Since the early 2000s, digital soil maps have been successfully used for various applications, including precision agriculture, environmental assessments and land use management. Globally, however, there are large disparities in the availability of soil data on which digital soil mapping (DSM) models can be fitted. Several studies attempted to transfer a DSM model fitted from an area with a well-developed soil database to map the soil in areas with low sampling density. This usually is a challenging task because two areas have hardly ever the same soil-forming factors in two different regions of the world. In this study, we aim to determine whether finding homosoils (i.e., locations sharing similar soil-forming factors) can help transferring soil information by means of a DSM model extrapolation. We hypothesize that within areas in the world considered as homosoils, one can leverage on areas with high sampling density and fit a DSM model, which can then be extrapolated geographically to an area with little or no data. We collected publicly available soil data for clay, silt, sand, organic carbon (OC), pH and total nitrogen (N) within our study area in Mali, West Africa and its homosoils.
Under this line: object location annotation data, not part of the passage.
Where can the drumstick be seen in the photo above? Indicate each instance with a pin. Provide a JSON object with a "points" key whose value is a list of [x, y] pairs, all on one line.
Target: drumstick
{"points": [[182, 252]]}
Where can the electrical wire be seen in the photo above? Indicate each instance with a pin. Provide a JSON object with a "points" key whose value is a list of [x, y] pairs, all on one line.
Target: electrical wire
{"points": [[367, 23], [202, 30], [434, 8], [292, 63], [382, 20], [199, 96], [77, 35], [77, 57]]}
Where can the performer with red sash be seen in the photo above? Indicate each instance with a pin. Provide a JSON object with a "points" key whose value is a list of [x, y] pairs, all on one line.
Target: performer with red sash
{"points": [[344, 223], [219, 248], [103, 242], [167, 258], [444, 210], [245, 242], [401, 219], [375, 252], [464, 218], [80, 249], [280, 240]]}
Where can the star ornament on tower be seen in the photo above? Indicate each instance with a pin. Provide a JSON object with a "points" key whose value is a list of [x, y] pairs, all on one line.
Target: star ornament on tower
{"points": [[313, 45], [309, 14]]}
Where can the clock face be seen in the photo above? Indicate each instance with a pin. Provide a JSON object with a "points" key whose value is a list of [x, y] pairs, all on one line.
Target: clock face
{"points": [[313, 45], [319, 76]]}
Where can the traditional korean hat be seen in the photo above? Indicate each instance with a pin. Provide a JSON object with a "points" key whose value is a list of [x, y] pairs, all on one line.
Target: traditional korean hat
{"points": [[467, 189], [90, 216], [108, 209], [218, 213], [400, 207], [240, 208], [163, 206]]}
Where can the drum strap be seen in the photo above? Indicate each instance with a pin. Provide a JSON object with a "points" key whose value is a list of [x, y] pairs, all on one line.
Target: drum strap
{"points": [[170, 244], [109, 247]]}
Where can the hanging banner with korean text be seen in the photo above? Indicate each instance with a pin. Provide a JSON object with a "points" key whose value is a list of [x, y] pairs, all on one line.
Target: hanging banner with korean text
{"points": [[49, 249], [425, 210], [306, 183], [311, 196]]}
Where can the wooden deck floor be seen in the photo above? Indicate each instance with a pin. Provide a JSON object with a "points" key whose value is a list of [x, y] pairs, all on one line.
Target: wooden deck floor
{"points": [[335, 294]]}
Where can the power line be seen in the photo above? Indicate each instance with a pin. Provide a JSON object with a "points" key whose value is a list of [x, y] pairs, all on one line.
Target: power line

We fitted a regression tree model between the soil properties and environmental covariates of the homosoils, and applied this model to our study area in Mali. Several calibration and validation strategies were explored. We also compared our approach with existing maps made at a global and a continental scale. We concluded that geographic model extrapolation within homosoils was possible, but that model accuracy dramatically improved when local data were included in the calibration dataset. The maps produced from models fitted with data from homosoils were more accurate than existing products for this study area, for three (silt, sand, pH) out of six soil properties. This study would be relevant to areas with very little or no soil data to carry critical soils and environmental risk assessments at a regional level. Highlights Soil mapping models were fitted with soil data within the homosoils of Mali. The fitted models were applied to our study area. Model accuracy dramatically improved when including local data. Homosoil maps were more accurate for 3 out of 6 soil properties compared to global and continental maps. New opportunity to map the regional soil pattern of areas with limited soil data coverage.

Automated summary

Digital soil mapping has been successfully used for various applications since the early 2000s. However, the availability of soil data globally is uneven, posing challenges for fitting digital soil mapping (DSM) models. This study explores the possibility of transferring soil information through geographic model extrapolation within homosoils. Soil data from Mali, West Africa and its homosoils were collected, and a regression tree model was fitted to the data. The study concludes that extrapolating models within homosoils is possible and leads to more accurate maps compared to existing global and continental maps.